4 Scientists Fight Funding Of Idaho N-Waste Research
Four nuclear scientists are siding with the chairman of the House Budget Committee and against Gov. Phil Batt on a radioactive waste treatment program the governor sees as critical to federal compliance with his unprecedented nuclear waste deal.
The scientists have urged key members of Congress to cut off cash for pyroprocessing research by Argonne National Laboratory at the Idaho National Engineering and Environmental Laboratory.
They call it a dangerous waste of tax money. Advocates claim pyroprocessing can stabilize spent fuel so that it can eventually be moved out of Idaho as Batt’s 1995 deal requires.
“We find this claim to be highly questionable,” physicists Frank Von Hippel and Thomas Cochran, chemist James Warf and engineer Peter Johnson wrote in a letter to key members of Congress.
“In fact, pyroprocessing would produce new waste forms that have not been evaluated with regard to their stability over the long term or to their acceptability in a geologic repository,” they wrote.
In January, House Budget Chairman John Kasich, R-Ohio, included the pyroprocessing research on a list of 12 “corporate welfare” programs that wasted federal money and should be slashed from the budget.
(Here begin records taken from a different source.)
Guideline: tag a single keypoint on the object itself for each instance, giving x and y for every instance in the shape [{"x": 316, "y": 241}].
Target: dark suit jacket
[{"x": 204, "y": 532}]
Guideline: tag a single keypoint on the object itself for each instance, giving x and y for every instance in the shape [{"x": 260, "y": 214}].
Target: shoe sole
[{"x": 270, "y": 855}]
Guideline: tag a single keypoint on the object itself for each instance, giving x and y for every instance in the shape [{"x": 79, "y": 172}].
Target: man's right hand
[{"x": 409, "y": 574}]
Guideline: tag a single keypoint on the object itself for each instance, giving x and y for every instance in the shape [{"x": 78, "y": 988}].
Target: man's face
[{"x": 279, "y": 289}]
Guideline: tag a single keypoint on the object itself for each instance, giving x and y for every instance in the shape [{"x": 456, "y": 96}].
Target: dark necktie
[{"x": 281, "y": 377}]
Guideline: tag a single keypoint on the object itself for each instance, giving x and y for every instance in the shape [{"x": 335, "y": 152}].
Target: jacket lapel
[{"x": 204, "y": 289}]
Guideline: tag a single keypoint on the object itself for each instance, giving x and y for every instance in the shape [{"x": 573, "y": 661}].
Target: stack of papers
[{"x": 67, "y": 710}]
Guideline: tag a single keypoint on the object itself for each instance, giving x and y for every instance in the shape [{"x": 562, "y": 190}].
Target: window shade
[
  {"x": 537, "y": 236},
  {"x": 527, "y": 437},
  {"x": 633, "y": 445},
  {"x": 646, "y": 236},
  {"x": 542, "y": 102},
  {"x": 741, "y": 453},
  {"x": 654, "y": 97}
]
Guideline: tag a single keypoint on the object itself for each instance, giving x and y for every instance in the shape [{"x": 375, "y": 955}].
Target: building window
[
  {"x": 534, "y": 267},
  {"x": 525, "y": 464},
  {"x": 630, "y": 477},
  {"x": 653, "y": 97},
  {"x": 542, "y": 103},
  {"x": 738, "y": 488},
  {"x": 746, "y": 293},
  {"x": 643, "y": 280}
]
Argonne scientists are working on a process to separate reactive sodium that cannot be buried in whatever permanent dump the government establishes from the radioactive spent fuel that can.
Batt acknowledged in his own pitch to preserve the $25-million-a-year research program that nothing can legally stop Congress from killing the project. But he warned that without it, some of the waste will not be processed for permanent disposal and therefore could not be removed from INEEL as the waste agreement calls for.
And once a deadline for removal is missed, the governor pointed out, access to INEEL for temporary storage of additional Energy Department nuclear waste through 2036 will be cut off.
Batt’s letter had no effect as a Kasich spokesman said the congressman intended to move against it and the other 11 programs outlined.
The support from the four scientists appeared to only reinforce that resolve.
Critics contend pyroprocessing sabotages U.S. efforts to discourage nuclear bomb-making worldwide because weapons-usable uranium is extracted from the fuel.
Argonne scientists counter that a hostile nation or terrorists possessing the technology could pull weapons-usable uranium out of the process in midstream, but even then they would have only enough to yield a weak albeit extremely radioactive device that could not be handled without heavy radiation shielding.
Officials said there are far easier ways to extract weapons-usable uranium or plutonium from nuclear fuel.